Man carrying something in the plastic bag

From July 1st 2018, the Queensland Government will begin enforcing a newly-passed amendment bill that calls for the ban of plastic bags. The ban will forbid retailers from selling lightweight shopping bags in a movement that will hopefully reduce the risk that plastic bags pose towards Queensland’s marine ecosystems.

The regulation will apply to all retailers such as supermarkets and pharmacies and includes ‘bio-degradable’ plastic bags. All lightweight plastic bags that are less than 35 microns thick, even if they are supposedly compostable, will be banned from being distributed by all retail stores. If any stores are found not to be complying with the ban, they could be facing a fine of up to $6,300.

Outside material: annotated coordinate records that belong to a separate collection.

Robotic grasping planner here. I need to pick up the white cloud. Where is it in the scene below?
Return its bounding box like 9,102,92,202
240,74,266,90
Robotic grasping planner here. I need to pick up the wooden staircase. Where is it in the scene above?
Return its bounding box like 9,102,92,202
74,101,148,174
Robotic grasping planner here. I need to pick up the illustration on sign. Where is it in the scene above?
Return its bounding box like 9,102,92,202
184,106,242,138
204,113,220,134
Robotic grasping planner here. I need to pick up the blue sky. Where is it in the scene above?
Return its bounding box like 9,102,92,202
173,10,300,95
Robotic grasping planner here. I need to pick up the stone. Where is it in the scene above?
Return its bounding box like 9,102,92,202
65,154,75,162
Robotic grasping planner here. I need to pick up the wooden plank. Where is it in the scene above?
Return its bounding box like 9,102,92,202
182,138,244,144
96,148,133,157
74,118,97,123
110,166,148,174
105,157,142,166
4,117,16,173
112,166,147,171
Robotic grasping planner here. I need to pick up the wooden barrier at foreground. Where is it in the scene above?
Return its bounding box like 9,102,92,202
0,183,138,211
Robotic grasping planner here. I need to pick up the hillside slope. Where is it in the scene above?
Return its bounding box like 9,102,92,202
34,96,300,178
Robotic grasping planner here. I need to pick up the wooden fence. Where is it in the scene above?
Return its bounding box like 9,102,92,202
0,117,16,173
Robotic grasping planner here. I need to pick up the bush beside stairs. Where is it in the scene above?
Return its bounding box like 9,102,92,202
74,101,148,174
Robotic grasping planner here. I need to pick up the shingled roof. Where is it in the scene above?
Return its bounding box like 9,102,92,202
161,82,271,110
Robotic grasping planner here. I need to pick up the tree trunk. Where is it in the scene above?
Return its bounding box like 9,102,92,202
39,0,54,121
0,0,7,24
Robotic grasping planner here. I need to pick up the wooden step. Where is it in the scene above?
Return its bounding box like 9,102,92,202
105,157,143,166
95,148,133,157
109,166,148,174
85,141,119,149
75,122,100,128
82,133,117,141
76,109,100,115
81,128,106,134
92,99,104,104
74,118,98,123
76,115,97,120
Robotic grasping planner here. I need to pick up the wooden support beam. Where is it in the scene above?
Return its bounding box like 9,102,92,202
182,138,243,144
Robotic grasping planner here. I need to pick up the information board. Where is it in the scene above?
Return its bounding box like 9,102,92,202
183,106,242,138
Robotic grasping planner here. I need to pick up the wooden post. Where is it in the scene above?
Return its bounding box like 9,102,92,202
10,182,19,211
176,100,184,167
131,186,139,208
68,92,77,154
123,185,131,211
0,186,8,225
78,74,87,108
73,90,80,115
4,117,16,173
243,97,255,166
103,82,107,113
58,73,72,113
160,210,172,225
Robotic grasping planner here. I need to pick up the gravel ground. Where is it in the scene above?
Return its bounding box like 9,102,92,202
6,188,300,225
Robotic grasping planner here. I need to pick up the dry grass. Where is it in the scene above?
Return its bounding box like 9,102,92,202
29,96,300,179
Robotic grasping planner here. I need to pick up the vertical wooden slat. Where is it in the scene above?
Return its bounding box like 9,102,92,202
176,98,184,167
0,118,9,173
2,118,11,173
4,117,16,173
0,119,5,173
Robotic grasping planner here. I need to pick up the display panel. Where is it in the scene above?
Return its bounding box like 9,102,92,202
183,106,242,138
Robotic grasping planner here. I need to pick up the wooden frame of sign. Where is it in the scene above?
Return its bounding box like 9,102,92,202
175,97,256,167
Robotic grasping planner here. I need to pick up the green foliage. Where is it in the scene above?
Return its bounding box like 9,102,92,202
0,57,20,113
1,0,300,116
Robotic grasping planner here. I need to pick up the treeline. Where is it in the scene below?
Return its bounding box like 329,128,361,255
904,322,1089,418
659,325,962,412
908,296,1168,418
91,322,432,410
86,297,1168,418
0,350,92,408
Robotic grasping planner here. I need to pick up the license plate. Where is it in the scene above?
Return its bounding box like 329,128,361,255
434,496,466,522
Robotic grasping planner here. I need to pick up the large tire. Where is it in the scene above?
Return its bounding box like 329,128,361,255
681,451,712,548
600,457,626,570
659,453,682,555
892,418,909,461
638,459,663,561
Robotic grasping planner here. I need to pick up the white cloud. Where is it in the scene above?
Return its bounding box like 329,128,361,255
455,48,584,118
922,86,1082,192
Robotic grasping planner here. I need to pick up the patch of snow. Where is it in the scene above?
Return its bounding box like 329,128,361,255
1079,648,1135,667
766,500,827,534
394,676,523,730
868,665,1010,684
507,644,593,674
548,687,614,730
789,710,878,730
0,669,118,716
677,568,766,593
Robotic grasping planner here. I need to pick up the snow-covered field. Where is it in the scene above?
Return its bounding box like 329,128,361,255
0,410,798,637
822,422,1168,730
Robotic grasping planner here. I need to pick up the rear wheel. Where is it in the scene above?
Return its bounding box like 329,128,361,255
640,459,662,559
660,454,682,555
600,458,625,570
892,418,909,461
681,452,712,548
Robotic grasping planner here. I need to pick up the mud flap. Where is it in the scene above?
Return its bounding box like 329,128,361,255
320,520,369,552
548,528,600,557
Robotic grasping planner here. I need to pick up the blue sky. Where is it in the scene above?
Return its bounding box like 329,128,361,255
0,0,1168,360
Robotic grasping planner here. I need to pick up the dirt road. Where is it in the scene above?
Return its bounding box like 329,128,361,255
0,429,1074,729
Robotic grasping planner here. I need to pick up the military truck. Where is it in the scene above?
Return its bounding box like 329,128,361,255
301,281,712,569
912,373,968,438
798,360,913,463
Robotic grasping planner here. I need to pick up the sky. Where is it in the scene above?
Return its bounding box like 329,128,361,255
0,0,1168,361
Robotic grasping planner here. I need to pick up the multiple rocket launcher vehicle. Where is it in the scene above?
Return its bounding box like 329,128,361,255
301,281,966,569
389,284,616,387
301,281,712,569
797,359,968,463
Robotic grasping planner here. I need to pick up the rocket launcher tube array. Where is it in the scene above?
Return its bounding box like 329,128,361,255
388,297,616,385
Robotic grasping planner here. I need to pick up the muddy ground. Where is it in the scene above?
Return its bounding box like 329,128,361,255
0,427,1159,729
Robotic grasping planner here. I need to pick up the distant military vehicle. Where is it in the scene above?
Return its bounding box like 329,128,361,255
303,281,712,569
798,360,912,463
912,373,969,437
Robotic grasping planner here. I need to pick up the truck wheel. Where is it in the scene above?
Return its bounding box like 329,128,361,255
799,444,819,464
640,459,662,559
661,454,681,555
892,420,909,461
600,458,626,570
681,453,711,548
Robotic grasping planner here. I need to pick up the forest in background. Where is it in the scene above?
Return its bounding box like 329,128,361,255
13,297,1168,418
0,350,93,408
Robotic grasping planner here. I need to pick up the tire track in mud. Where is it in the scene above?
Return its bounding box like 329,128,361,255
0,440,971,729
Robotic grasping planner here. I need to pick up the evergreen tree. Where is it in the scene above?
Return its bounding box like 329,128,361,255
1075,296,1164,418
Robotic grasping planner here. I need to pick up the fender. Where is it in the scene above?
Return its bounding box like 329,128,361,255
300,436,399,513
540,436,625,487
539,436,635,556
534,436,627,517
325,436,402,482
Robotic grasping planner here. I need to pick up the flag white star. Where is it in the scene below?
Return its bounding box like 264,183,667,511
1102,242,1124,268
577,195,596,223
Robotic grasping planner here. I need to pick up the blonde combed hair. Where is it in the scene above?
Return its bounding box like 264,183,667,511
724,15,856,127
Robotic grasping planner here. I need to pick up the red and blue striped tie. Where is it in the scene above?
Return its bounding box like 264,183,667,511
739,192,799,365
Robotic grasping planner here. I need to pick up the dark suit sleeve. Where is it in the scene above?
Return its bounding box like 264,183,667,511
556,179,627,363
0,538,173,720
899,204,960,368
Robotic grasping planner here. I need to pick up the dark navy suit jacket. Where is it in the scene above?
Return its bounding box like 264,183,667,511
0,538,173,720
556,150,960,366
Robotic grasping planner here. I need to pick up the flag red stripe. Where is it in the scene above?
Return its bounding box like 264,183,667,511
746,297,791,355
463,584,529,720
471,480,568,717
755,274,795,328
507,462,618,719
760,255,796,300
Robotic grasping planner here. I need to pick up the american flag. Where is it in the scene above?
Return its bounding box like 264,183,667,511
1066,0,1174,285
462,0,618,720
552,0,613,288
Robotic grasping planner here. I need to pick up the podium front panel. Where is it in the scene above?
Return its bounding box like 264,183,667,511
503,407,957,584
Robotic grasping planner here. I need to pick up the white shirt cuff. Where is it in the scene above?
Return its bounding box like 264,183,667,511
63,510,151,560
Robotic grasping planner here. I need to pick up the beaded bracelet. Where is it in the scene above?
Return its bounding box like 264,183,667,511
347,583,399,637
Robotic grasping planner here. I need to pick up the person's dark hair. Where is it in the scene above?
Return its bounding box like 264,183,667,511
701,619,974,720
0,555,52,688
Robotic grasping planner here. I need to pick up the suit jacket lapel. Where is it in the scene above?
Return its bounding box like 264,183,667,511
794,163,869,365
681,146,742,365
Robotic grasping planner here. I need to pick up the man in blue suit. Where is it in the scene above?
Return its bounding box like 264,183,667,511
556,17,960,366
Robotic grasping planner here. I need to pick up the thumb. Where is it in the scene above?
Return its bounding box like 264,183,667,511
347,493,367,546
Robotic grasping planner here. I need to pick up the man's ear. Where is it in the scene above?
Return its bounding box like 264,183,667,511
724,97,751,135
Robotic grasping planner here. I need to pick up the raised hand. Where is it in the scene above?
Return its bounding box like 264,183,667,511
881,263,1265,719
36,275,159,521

The introduction of the ban follows the worldwide call for action against the use of plastic bags being distributed by shopping retailers. In 2015, the Queensland Government held a workshop for retail representatives to provide feedback on how communities can improve the use of plastic bags and mitigate the risks they pose. The responses to the workshop found that retailers would prefer a ban on plastic bags than a purchase fee to be followed by all retail outlets.

In a follow-up to the workshop, a public discussion paper was released in 2016 and received a total amount of over 26,000 submissions, 96% of which stated that they were in favor of action to be taken against the use of plastic bags throughout the retail industry.

The reason for the ban comes after research studies revealed that the Great Barrier Reef is largely being affected by litter pollution. On average, 900 million plastic bags are used in Queensland every year, with approximately 50-million being littered. In turn, this has caused plastic bags to become the second largest threat to marine wildlife.

Without the introduction of the ban on plastic bags, our work industries would be substantially affected and the health of Queensland’s ecosystems would further decline as more litter is produced.